8. In a light olefin conversion process in which a light (C₂-C₆) olefin feed is converted to higher boiling reaction products in the gasoline boiling range in a reaction over a solid zeolite catalyst, the improvement comprising purifying the light olefin feed by subjecting the feed to a wash with water free of boiler feedwater additives and separating the washed olefin feed from the wash water prior to conversion.

9. A process according to claim 8 in which the water wash is carried out at a temperature below 40° C. and at a pressure of 2100-4200 kPa with the olefin feed in the liquid phase.

10. A process according to claim 9 in which the water wash is carried out at a temperature below 35° C.

11. A process according to claim 8 in which the light olefin feed comprises olefins from ethylene up to butene.

12. A process according to claim 11 in which the light olefin feed comprises propylene, propylene and ethylene or propylene and butene.

13. A process according to claim 8 in which the wash water contains less than 10 ppmw total nitrogen and less than 5 ppmw ammonia.

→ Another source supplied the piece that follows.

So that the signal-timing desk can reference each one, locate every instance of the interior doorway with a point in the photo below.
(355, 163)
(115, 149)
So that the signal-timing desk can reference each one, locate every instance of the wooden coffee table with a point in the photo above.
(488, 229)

14. A process according to claim 13 in which the wash water contains less than 5 ppmw total nitrogen and less than 5 ppmw ammonia.

15. A process according to claim 8 in which the olefin conversion process is olefin oligomerization.

16. A process according to claim 8 in which the olefin conversion process is reformate alkylation.

17. A process according to claim 8 in which the olefin conversion process is alkylation of a benzene feed to make cumene or ethylbenzene.